本文主要讲述standalone模式下，应用程序启动后，创建SparkConf、SparkContext的执行过程。

在应用程序中，一般会先创建SparkConf对象，并作相应的参数设置，然后用该对象来初始化SparkContext对象。

1. SparkConf

SparkConf管理Spark应用程序的配置，参数以key-value形式表示。

class SparkConf(loadDefaults: Boolean) extends Cloneable with Logging {
  import SparkConf._
  /** Create a SparkConf that loads defaults from system properties and the classpath */
  def this() = this(true)
  private val settings = new ConcurrentHashMap[String, String]()
  if (loadDefaults) {
    // Load any spark.* system properties
    for ((key, value) <- Utils.getSystemProperties if key.startsWith("spark.")) {
      set(key, value)
    }
  }

如果loadDefaults=true，则会通过System.getProperties获取SparkSubmit设置的Spark属性参数。

所有的参数以key-value形式存储在ConcurrentHashMap对象中。

2. SparkContext

2.1 创建SparkEnv

  private[spark] def createSparkEnv(
      conf: SparkConf,
      isLocal: Boolean,
      listenerBus: LiveListenerBus): SparkEnv = {
    SparkEnv.createDriverEnv(conf, isLocal, listenerBus)
  }
  private[spark] val env = createSparkEnv(conf, isLocal, listenerBus)
  SparkEnv.set(env)

2.2 创建TaskScheduler

  private[spark] var (schedulerBackend, taskScheduler) =
    SparkContext.createTaskScheduler(this, master)

2.2.1 SparkContext.createTaskScheduler

在standalone摸下执行：

  private def createTaskScheduler(
      sc: SparkContext,
      master: String): (SchedulerBackend, TaskScheduler) = {
      ...
    master match {
      ...
      case SPARK_REGEX(sparkUrl) =>
        val scheduler = new TaskSchedulerImpl(sc)
        val masterUrls = sparkUrl.split(",").map("spark://" + _)
        val backend = new SparkDeploySchedulerBackend(scheduler, sc, masterUrls)
        scheduler.initialize(backend)
        (backend, scheduler)
      ...
  }

（1）创建TaskSchedulerImpl对象，该类继承trait TaskScheduler；

（2）创建SparkDeploySchedulerBackend对象，继承结构：

（3）初始化 TaskSchedulerImpl，将backend设置为 SparkDeploySchedulerBackend ；

2.3 创建DAGScheduler

  @volatile private[spark] var dagScheduler: DAGScheduler = _
  try {
    dagScheduler = new DAGScheduler(this)
  } catch {
    ...
  }

2.4 启动TaskScheduler

  // start TaskScheduler after taskScheduler sets DAGScheduler reference in DAGScheduler's
  // constructor
  taskScheduler.start()

实际调用的方法是：TaskSchedulerImpl.start。

从此方法发起调用的流程：

图中涉及多个Actor之间的交互：

（1）DriverActor；

（2）ClientActor；

（3）Master；

（4）Worker；

（5）CoarseGrainedExecutorBackend。

所有的交互有ClientActor发起，ClientActor由AppClient创建。

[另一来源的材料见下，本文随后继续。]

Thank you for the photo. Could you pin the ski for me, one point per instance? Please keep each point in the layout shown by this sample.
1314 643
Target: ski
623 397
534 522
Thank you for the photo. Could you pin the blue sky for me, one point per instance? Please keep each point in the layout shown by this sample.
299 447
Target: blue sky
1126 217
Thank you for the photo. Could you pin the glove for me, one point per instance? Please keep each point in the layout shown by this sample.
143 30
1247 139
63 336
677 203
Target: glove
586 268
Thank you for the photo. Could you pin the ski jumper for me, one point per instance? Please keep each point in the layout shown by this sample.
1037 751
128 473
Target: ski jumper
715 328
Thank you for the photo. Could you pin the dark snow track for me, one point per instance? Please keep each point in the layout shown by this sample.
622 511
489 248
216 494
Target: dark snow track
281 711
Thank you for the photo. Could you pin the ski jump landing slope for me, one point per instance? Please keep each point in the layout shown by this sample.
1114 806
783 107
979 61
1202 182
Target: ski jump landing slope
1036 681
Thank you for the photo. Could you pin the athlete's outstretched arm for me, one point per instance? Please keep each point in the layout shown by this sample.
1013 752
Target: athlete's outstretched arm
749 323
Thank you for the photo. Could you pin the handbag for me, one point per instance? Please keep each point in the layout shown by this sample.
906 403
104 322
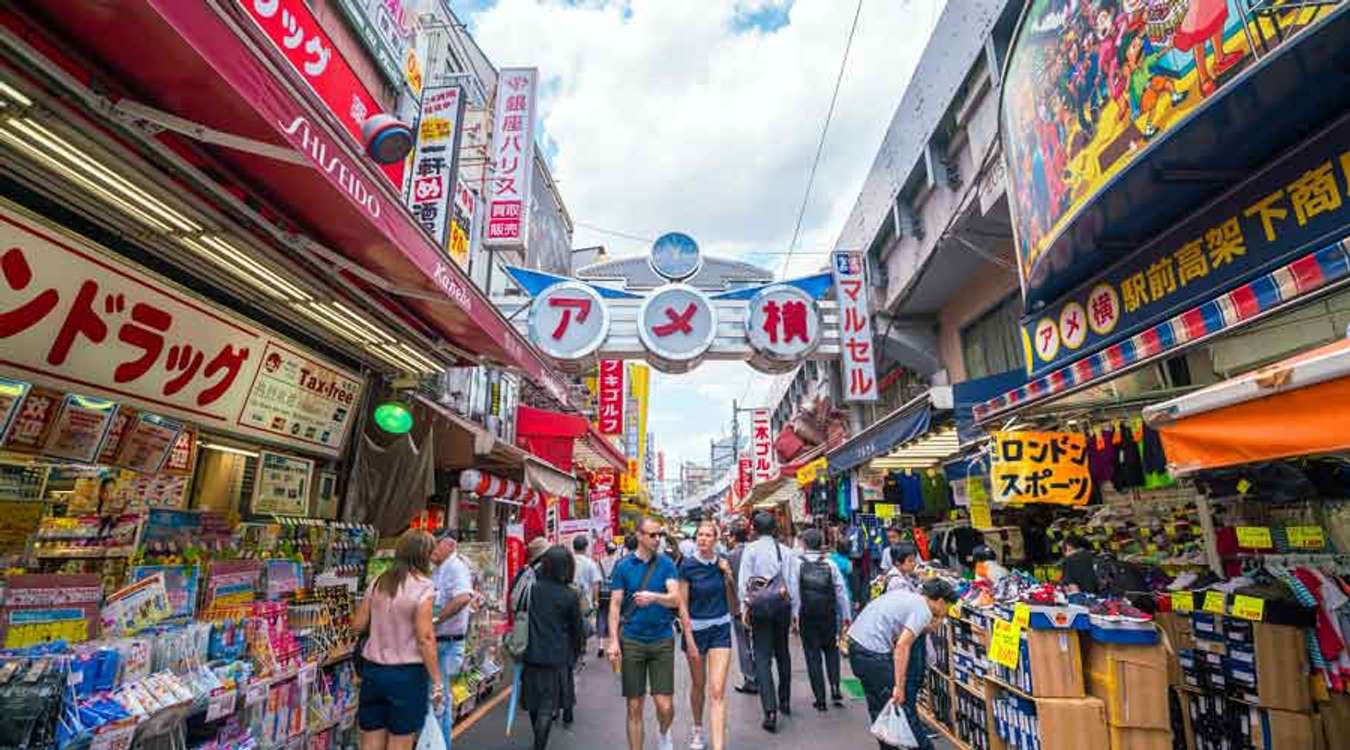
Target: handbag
768 598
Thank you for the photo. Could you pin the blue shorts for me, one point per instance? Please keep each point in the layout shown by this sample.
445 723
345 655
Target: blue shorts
393 698
709 638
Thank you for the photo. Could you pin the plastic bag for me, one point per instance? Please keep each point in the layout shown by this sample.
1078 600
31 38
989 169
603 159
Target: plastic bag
431 735
893 727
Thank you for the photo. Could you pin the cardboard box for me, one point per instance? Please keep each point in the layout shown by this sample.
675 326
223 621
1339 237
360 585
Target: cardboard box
1071 723
1056 662
1136 738
1281 668
1131 681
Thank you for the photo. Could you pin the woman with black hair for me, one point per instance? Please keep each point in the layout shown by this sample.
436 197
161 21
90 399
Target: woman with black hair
554 610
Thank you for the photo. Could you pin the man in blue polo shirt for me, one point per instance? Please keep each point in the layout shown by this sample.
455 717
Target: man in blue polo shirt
644 599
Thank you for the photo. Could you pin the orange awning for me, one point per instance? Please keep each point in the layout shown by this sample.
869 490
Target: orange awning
1296 408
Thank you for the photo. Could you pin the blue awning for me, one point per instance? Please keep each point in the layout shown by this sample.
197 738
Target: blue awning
978 391
905 424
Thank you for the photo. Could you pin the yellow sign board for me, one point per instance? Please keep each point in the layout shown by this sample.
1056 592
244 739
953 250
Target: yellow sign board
809 474
1006 644
1306 537
1249 607
980 515
1214 602
1183 602
1254 537
1041 467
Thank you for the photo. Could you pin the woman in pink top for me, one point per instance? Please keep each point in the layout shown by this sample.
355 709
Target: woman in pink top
401 665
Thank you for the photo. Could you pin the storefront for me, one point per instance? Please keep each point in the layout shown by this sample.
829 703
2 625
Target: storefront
207 290
1157 261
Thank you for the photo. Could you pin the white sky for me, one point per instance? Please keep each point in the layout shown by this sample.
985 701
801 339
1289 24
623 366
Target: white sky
702 116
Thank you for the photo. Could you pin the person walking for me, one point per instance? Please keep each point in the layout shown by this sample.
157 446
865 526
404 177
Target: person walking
886 654
400 668
605 560
454 584
768 598
706 588
644 599
822 596
744 645
556 637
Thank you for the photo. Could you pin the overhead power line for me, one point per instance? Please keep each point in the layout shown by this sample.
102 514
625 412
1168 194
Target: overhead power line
825 130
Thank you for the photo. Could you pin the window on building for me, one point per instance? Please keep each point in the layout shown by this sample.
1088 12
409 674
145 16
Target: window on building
990 344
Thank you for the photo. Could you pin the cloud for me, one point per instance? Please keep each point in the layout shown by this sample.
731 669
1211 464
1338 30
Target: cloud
704 118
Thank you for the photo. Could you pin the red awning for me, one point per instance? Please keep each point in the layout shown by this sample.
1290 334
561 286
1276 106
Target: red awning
219 70
562 437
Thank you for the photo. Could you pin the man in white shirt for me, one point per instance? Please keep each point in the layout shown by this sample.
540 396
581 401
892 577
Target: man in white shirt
762 561
454 583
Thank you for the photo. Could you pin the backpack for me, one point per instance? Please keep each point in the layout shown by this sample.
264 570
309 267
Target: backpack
817 588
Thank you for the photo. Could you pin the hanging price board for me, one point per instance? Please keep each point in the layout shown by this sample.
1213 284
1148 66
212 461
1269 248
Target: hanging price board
1306 537
1183 602
1006 644
1254 537
1214 602
1249 607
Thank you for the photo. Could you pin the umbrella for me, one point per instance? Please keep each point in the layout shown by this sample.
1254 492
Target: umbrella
515 696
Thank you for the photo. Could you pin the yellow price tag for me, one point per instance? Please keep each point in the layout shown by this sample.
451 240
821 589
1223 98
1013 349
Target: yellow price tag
1254 537
1249 607
1006 644
1183 602
1306 537
1214 602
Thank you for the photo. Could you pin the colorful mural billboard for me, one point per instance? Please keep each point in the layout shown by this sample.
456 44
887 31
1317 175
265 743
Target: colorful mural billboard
1094 82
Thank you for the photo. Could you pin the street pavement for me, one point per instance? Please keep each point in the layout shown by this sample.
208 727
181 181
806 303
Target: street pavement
600 718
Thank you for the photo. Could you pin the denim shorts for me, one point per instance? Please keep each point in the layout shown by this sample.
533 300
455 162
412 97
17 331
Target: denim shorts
393 698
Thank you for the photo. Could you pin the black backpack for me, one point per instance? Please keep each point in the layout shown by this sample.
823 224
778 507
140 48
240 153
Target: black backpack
817 588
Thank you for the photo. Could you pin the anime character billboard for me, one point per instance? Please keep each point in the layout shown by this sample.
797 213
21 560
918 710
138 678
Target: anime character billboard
1092 82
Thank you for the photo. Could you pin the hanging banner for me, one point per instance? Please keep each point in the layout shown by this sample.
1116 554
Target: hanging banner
513 159
154 347
1041 467
856 358
436 162
610 385
762 444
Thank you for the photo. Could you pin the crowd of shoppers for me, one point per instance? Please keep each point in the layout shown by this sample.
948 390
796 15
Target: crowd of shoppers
745 586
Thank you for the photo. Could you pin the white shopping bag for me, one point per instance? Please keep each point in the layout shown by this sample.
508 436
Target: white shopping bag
431 735
893 727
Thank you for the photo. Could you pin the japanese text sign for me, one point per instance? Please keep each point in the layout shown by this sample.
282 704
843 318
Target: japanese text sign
610 386
1299 201
512 158
856 355
299 37
436 161
762 445
74 319
1041 467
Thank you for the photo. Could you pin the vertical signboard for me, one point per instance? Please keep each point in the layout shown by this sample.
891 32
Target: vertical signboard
856 356
762 441
436 161
512 159
610 397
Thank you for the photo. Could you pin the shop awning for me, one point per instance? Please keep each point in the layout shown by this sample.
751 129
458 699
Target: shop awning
895 428
1296 408
564 439
207 62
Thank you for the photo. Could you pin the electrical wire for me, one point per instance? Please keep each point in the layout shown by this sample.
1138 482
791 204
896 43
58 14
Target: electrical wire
825 130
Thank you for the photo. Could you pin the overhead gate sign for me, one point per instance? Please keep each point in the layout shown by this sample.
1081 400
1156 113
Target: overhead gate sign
74 319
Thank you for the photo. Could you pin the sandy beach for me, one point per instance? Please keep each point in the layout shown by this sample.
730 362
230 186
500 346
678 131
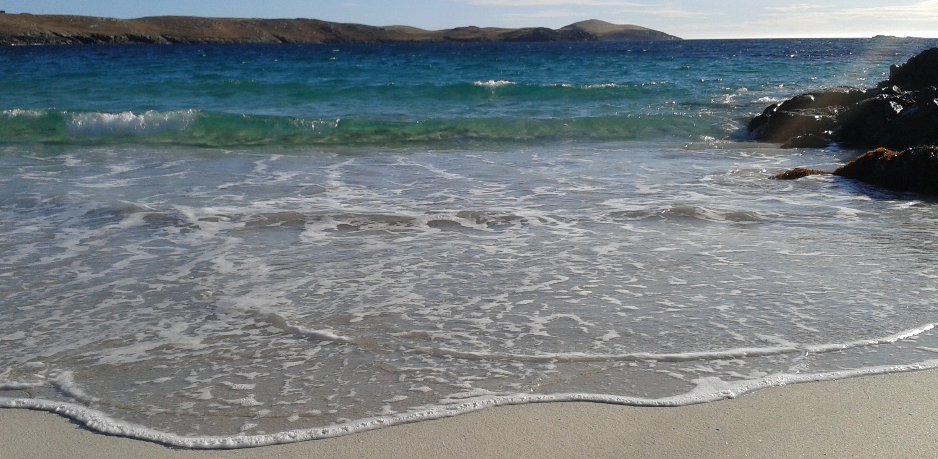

2.4.1 SparkDeploySchedulerBackend.start

  override def start() {
    super.start()
    // The endpoint for executors to talk to us
    val driverUrl = AkkaUtils.address(
      AkkaUtils.protocol(actorSystem),
      SparkEnv.driverActorSystemName,
      conf.get("spark.driver.host"),
      conf.get("spark.driver.port"),
      CoarseGrainedSchedulerBackend.ACTOR_NAME)
    val args = Seq(
      "--driver-url", driverUrl,
      "--executor-id", "{{EXECUTOR_ID}}",
      "--hostname", "{{HOSTNAME}}",
      "--cores", "{{CORES}}",
      "--app-id", "{{APP_ID}}",
      "--worker-url", "{{WORKER_URL}}")
    val extraJavaOpts = sc.conf.getOption("spark.executor.extraJavaOptions")
      .map(Utils.splitCommandString).getOrElse(Seq.empty)
    val classPathEntries = sc.conf.getOption("spark.executor.extraClassPath")
      .map(_.split(java.io.File.pathSeparator).toSeq).getOrElse(Nil)
    val libraryPathEntries = sc.conf.getOption("spark.executor.extraLibraryPath")
      .map(_.split(java.io.File.pathSeparator).toSeq).getOrElse(Nil)
    // When testing, expose the parent class path to the child. This is processed by
    // compute-classpath.{cmd,sh} and makes all needed jars available to child processes
    // when the assembly is built with the "*-provided" profiles enabled.
    val testingClassPath =
      if (sys.props.contains("spark.testing")) {
        sys.props("java.class.path").split(java.io.File.pathSeparator).toSeq
      } else {
        Nil
      }
    // Start executors with a few necessary configs for registering with the scheduler
    val sparkJavaOpts = Utils.sparkJavaOpts(conf, SparkConf.isExecutorStartupConf)
    val javaOpts = sparkJavaOpts ++ extraJavaOpts
    val command = Command("org.apache.spark.executor.CoarseGrainedExecutorBackend",
      args, sc.executorEnvs, classPathEntries ++ testingClassPath, libraryPathEntries, javaOpts)
    val appUIAddress = sc.ui.map(_.appUIAddress).getOrElse("")
    val appDesc = new ApplicationDescription(sc.appName, maxCores, sc.executorMemory, command,
      appUIAddress, sc.eventLogDir, sc.eventLogCodec)
    client = new AppClient(sc.env.actorSystem, masters, appDesc, this, conf)
    client.start()
    waitForRegistration()
  }

方法职责：

（1）调用超类的start方法，即CoarseGrainedSchedulerBackend.start，来创建DriverActor；

（2）组织启动Executor需要的参数，并创建ApplicationDescription对象

（3）创建AppClient对象，并启动。

2.4.2 AppClient.start

  def start() {
    // Just launch an actor; it will call back into the listener.
    actor = actorSystem.actorOf(Props(new ClientActor))
  }

创建ClientActor。

ClientActor的preStart方法中将向Master发起应用程序注册流程。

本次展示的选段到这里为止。